Imcompatibilidad de pysoulseek con el lmule parece ser.

He hecho un emerge wxGTK y el del lmule y yasta

----------

## Hefistion

ere un moztruo   :Laughing:   :Laughing: 

----------

## kabutor

 *Javier Lopez wrote:*   

>  *kabutor wrote:*   con lo bueno que es el mldonkey-cvs (no se si esta en el ebuild pero ese lo instalo yo a mano).
> 
>  
> 
> Efectivamente, con mldonkey bajo a 28K mientras q con lmule no paso de los 7K ... El ebuild no está en el portage pero alguien lo posteo en los foros mira este mensaje: https://forums.gentoo.org/viewtopic.php?t=40737&highlight=mldonkeycvs

 

Umh.. no se en cuanto al mldonkey soy fiel al principio de bajarmelo yo y compilarlo yo mismo  :Smile:  ademas es una chumina, se compila se copia a un dir el ejecutable y listo.

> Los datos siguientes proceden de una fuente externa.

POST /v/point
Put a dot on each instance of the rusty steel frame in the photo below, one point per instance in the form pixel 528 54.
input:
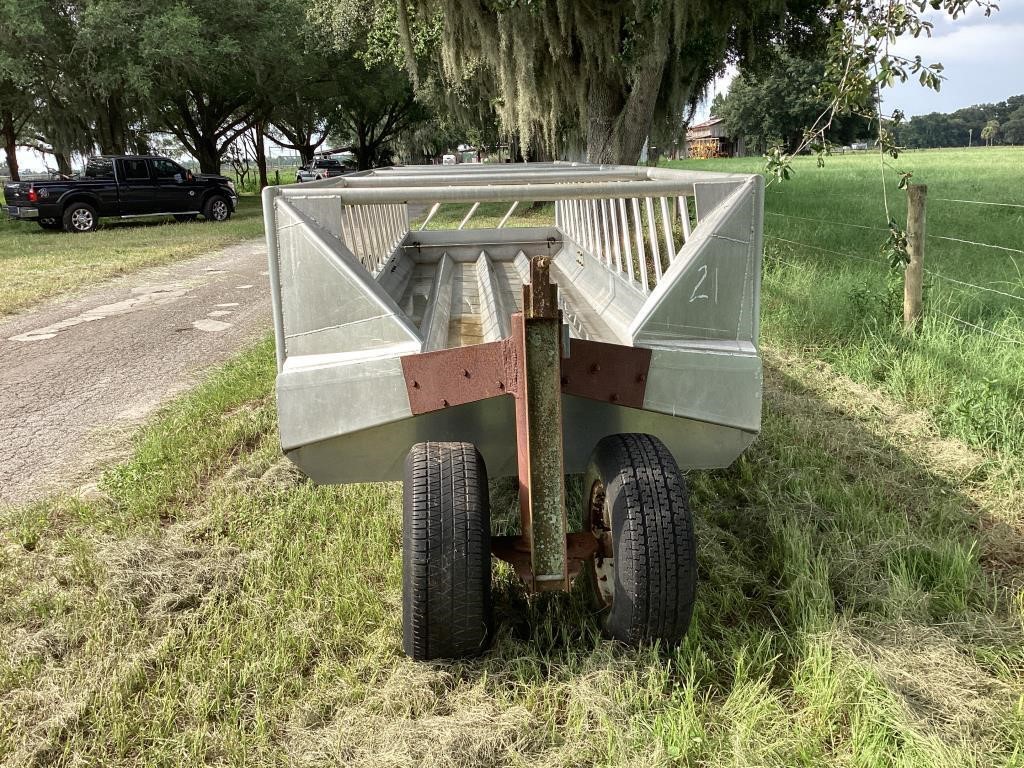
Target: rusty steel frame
pixel 536 367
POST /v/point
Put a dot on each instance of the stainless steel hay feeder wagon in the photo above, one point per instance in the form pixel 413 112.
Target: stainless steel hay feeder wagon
pixel 620 342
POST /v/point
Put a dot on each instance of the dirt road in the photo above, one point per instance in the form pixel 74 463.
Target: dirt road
pixel 76 374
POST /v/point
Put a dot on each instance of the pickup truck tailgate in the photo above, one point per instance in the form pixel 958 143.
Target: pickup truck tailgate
pixel 15 193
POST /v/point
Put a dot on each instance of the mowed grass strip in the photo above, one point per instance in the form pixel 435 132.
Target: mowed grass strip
pixel 37 264
pixel 860 604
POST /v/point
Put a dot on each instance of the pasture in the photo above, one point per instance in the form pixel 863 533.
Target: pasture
pixel 860 599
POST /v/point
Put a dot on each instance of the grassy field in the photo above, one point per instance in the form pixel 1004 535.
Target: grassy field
pixel 861 567
pixel 828 292
pixel 37 264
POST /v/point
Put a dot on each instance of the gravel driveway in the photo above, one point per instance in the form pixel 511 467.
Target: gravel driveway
pixel 78 374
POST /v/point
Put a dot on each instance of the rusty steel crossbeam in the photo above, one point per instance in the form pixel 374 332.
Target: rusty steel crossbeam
pixel 530 366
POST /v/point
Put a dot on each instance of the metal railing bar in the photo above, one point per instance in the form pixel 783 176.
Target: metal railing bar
pixel 469 215
pixel 637 224
pixel 492 193
pixel 652 233
pixel 430 215
pixel 670 243
pixel 508 214
pixel 626 238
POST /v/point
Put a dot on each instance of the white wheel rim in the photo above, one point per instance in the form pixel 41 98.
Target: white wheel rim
pixel 81 219
pixel 600 525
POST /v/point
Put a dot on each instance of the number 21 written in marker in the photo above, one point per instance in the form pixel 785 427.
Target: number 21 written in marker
pixel 696 295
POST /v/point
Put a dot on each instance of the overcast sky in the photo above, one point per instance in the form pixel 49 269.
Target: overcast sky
pixel 983 59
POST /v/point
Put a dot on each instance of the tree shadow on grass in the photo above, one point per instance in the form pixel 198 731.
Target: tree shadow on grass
pixel 821 528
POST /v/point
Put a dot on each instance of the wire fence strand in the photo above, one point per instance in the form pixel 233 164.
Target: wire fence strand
pixel 979 202
pixel 972 243
pixel 876 261
pixel 984 330
pixel 827 221
pixel 973 285
pixel 824 250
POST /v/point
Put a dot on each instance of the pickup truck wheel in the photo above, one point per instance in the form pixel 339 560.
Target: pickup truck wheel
pixel 80 217
pixel 216 209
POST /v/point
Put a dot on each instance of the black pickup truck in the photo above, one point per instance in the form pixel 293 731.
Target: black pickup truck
pixel 121 186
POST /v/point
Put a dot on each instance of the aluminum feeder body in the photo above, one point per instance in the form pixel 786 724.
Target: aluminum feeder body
pixel 657 275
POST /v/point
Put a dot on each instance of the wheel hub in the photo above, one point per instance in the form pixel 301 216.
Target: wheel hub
pixel 81 219
pixel 604 560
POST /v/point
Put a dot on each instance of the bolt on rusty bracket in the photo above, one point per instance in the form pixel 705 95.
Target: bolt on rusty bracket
pixel 529 366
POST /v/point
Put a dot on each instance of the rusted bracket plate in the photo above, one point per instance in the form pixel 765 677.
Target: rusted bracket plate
pixel 609 373
pixel 515 551
pixel 455 377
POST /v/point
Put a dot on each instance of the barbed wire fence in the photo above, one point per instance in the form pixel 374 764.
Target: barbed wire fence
pixel 938 275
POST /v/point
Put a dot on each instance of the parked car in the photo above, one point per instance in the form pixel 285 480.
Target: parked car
pixel 123 186
pixel 321 168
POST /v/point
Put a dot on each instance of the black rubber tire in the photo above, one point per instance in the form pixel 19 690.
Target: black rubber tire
pixel 210 210
pixel 634 480
pixel 446 610
pixel 79 217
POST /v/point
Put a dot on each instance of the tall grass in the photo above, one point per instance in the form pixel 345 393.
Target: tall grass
pixel 860 598
pixel 828 290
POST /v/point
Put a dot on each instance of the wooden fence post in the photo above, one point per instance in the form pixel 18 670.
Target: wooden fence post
pixel 914 273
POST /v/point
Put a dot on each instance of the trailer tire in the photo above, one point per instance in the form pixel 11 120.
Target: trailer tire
pixel 635 492
pixel 446 610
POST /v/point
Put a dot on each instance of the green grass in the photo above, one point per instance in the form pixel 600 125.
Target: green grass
pixel 847 310
pixel 860 605
pixel 860 601
pixel 38 264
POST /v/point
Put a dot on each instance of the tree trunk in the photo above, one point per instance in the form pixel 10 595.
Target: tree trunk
pixel 620 118
pixel 260 145
pixel 207 155
pixel 9 143
pixel 111 130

Particularmente en este tema hay mucho flame sobre un cliente u otro, a mi mldonkey me gusta y mucho, y creo q es politicamente correcto, cosa q la mula no lo es.

----------

## jonash

 *kabutor wrote:*   

> 
> 
> Particularmente en este tema hay mucho flame sobre un cliente u otro, a mi mldonkey me gusta y mucho, y creo q es politicamente correcto, cosa q la mula no lo es.

 

Pa gustos colores como dices, aunq no comparto tu opinion  :Very Happy: 

----------

## neuronal

Si: para gustos los colores y a mi personalmente me gusta mas mldonkey-cvs que Lmule o cualquier otro. Aunque, si bien es cierto, mldonkey es el que más tiempo llevo utilizando y con el que más acostumbrado estoy. Cuando una aplicación funciona bien no es verdaderamente necesario reemplazarla ,¿no?  :Smile: 

De todos modos, si que instalé Lmule para ver qué tal y tampoco me fue mal (bajando a unos 10/15 kb/s  :Wink: )

Un saludo

----------